According to scientists from New Mexico State University, they were dinosaurs at the peak of development until the very impact of the asteroid that triggered their mass extinction. In doing so, they question the long-standing theory that dinosaurs were already declining before the impact of the asteroid. According to the authors, on the contrary, these creatures were in full bloom until the moment when their sixty-six million years ago, a catastrophe struck, causing their total annihilation.
“I think we can say based on our new study that, at least in North America, dinosaurs were not headed for extinction,” said the doctor Andrew Flynnlead author of the research from New Mexico State University.
The authors of a study published in the journal Science used a new method to date the Naashoibito Member rock layer in the San Juan Basin in New Mexico. They used two methods – analysis of the ratio of two argon isotopes in rock crystals and analysis of the orientation of magnetic particleswhich preserve the direction of the Earth’s magnetic field at the time the rock was deposited.

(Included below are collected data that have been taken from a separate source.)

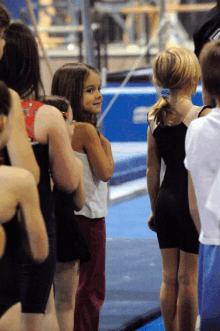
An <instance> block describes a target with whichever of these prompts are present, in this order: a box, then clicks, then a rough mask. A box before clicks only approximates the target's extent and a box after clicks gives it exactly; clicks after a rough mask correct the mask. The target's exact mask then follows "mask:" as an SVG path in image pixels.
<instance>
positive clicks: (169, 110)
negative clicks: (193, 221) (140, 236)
mask: <svg viewBox="0 0 220 331" xmlns="http://www.w3.org/2000/svg"><path fill="white" fill-rule="evenodd" d="M199 77H200V66H199V62H198V59H197V58H196V56H195V54H194V53H193V52H191V51H190V50H188V49H187V48H184V47H178V48H177V47H176V48H175V47H173V48H168V49H167V50H165V51H163V52H162V53H160V54H159V55H158V56H157V57H156V58H155V60H154V64H153V80H154V83H155V85H156V89H158V91H159V93H160V98H159V100H158V102H157V103H156V104H155V105H154V106H153V107H152V109H151V111H150V113H149V116H148V122H149V127H148V152H147V185H148V192H149V197H150V202H151V210H152V214H151V215H150V217H149V220H148V223H149V227H150V228H151V229H152V230H154V231H155V230H156V232H157V237H158V241H159V246H160V252H161V258H162V285H161V291H160V303H161V311H162V316H163V322H164V327H165V330H166V331H168V330H169V331H171V330H173V331H194V330H195V324H196V318H197V313H198V304H197V260H198V248H199V244H198V233H197V231H196V228H195V225H194V223H193V220H192V217H191V215H190V211H189V205H188V180H187V170H186V168H185V167H184V158H185V146H184V143H185V135H186V131H187V127H188V126H189V124H190V123H191V121H192V120H193V119H195V118H197V117H199V116H204V115H206V114H207V113H209V112H210V109H205V110H204V108H203V107H197V106H194V105H193V104H192V101H191V96H192V95H193V94H194V93H195V91H196V87H197V84H198V80H199ZM162 159H163V160H164V162H165V165H166V171H165V176H164V179H163V182H162V184H161V185H160V169H161V160H162Z"/></svg>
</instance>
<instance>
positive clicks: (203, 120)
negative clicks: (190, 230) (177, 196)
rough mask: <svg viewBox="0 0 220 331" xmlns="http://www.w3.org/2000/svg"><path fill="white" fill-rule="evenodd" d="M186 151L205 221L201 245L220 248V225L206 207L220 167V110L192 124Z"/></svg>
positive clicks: (202, 215)
mask: <svg viewBox="0 0 220 331" xmlns="http://www.w3.org/2000/svg"><path fill="white" fill-rule="evenodd" d="M185 148H186V158H185V161H184V163H185V166H186V168H187V169H188V170H189V171H190V173H191V176H192V180H193V184H194V187H195V193H196V199H197V204H198V210H199V216H200V221H201V232H200V236H199V241H200V242H201V243H202V244H204V245H219V238H220V231H219V225H218V224H219V221H218V218H217V216H216V213H215V212H213V209H212V208H211V210H210V208H207V205H206V204H207V203H208V199H209V197H211V196H210V193H211V189H212V186H213V184H214V182H215V179H216V175H217V171H218V169H219V166H220V109H218V108H214V109H213V110H212V112H211V113H210V114H208V115H207V116H205V117H202V118H199V119H196V120H194V121H192V123H191V124H190V125H189V128H188V130H187V134H186V141H185ZM219 185H220V182H219ZM219 204H220V197H219ZM209 206H211V205H209Z"/></svg>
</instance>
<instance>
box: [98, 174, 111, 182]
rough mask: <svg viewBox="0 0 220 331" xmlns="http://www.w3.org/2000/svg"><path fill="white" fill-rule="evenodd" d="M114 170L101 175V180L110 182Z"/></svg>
mask: <svg viewBox="0 0 220 331" xmlns="http://www.w3.org/2000/svg"><path fill="white" fill-rule="evenodd" d="M112 175H113V172H110V173H106V174H103V175H102V176H100V177H99V179H100V180H102V181H103V182H105V183H106V182H108V181H109V180H110V179H111V178H112Z"/></svg>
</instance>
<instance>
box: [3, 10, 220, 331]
mask: <svg viewBox="0 0 220 331" xmlns="http://www.w3.org/2000/svg"><path fill="white" fill-rule="evenodd" d="M199 62H200V63H199ZM200 77H201V80H202V85H203V88H204V91H205V92H204V93H205V94H204V95H205V99H206V98H207V95H208V96H209V98H208V100H214V101H215V104H216V108H214V109H211V107H210V106H209V105H206V106H202V107H198V106H194V105H193V103H192V101H191V97H192V95H193V94H194V93H195V91H196V88H197V84H198V81H199V79H200ZM0 80H1V81H0V162H1V168H0V183H1V192H0V258H1V259H0V277H1V283H0V330H8V331H10V330H11V331H12V330H16V331H19V330H21V331H32V330H33V331H44V330H47V331H50V330H51V331H52V330H54V331H59V330H60V331H73V330H75V331H98V329H99V315H100V309H101V307H102V305H103V303H104V299H105V244H106V232H105V217H106V215H107V181H108V180H109V179H110V178H111V176H112V174H113V170H114V161H113V157H112V152H111V145H110V143H109V141H108V140H107V139H106V138H105V137H104V136H103V134H102V133H101V132H100V131H99V128H98V127H97V115H99V114H100V113H101V106H102V95H101V83H100V75H99V72H98V71H97V70H96V69H95V68H94V67H92V66H90V65H88V64H85V63H67V64H65V65H63V66H62V67H61V68H59V69H58V70H57V71H56V72H55V74H54V77H53V79H52V89H51V96H45V93H44V88H43V84H42V81H41V77H40V65H39V55H38V47H37V44H36V41H35V37H34V35H33V33H32V32H31V30H30V29H29V28H28V27H27V26H25V25H24V24H23V23H20V22H14V23H11V24H10V17H9V15H8V12H7V10H6V9H5V7H4V6H2V5H0ZM153 80H154V83H155V85H156V88H157V90H158V92H159V94H160V98H159V99H158V101H157V103H156V104H155V105H154V106H153V107H152V108H151V111H150V112H149V115H148V123H149V127H148V154H147V184H148V192H149V197H150V202H151V209H152V214H151V215H150V217H149V219H148V225H149V227H150V228H151V229H152V230H153V231H156V232H157V236H158V242H159V246H160V251H161V258H162V271H163V274H162V285H161V292H160V301H161V311H162V316H163V321H164V327H165V330H166V331H194V330H195V324H196V318H197V314H198V313H199V314H200V316H201V325H200V330H201V331H206V330H207V331H208V330H219V329H220V308H219V295H220V293H219V288H220V287H219V276H220V272H219V265H218V263H219V262H220V254H219V240H220V233H219V232H220V230H219V217H220V207H219V203H218V196H219V194H218V193H219V184H220V183H219V180H220V150H219V146H220V134H219V133H220V90H219V86H220V41H214V42H210V43H207V44H206V45H205V46H204V47H203V48H202V50H201V53H200V56H199V61H198V59H197V57H196V56H195V54H194V53H193V52H191V51H190V50H188V49H187V48H184V47H172V48H169V49H167V50H165V51H163V52H161V53H160V54H158V56H157V57H156V58H155V60H154V64H153ZM162 160H163V161H164V162H165V165H166V171H165V175H164V179H163V181H162V183H160V171H161V161H162ZM187 170H188V172H187ZM15 183H16V185H15ZM199 242H200V243H199ZM198 256H199V259H198ZM197 263H198V266H199V267H198V268H197ZM197 284H198V291H197Z"/></svg>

“The extinction event itself happened essentially right in the middle of a relatively short period when the Earth’s magnetic poles were reversed,” Flynn said. The results of the analysis show that the part of the rock in which the youngest known dinosaur fossils are found in the southern part of North America was formed at most 350,000 years before the asteroid impact. “These are the very last dinosaurs in southern North America,” dodal Flynn.
Scientists have also found that the dinosaurs of that time were more diverse than previously thought. “In the north there were many horned triceratops and classic duck-billed dinosaurs like Edmontosaurus. But in the south there were duck-billed dinosaurs with prominent crests and, most interestingly, giant sauropods.” There are no signs that these dinosaurs were in trouble, that anything unusual was going on with them, or that they were in any kind of long-term decline.” added research co-author Professor Steve Brusatte from the University of Edinburgh.
Flynn added that the apparent decline in dinosaur diversity before the asteroid impact may just be the result of less exposed rock from the end of the Cretaceousand thus a smaller number of found fossils.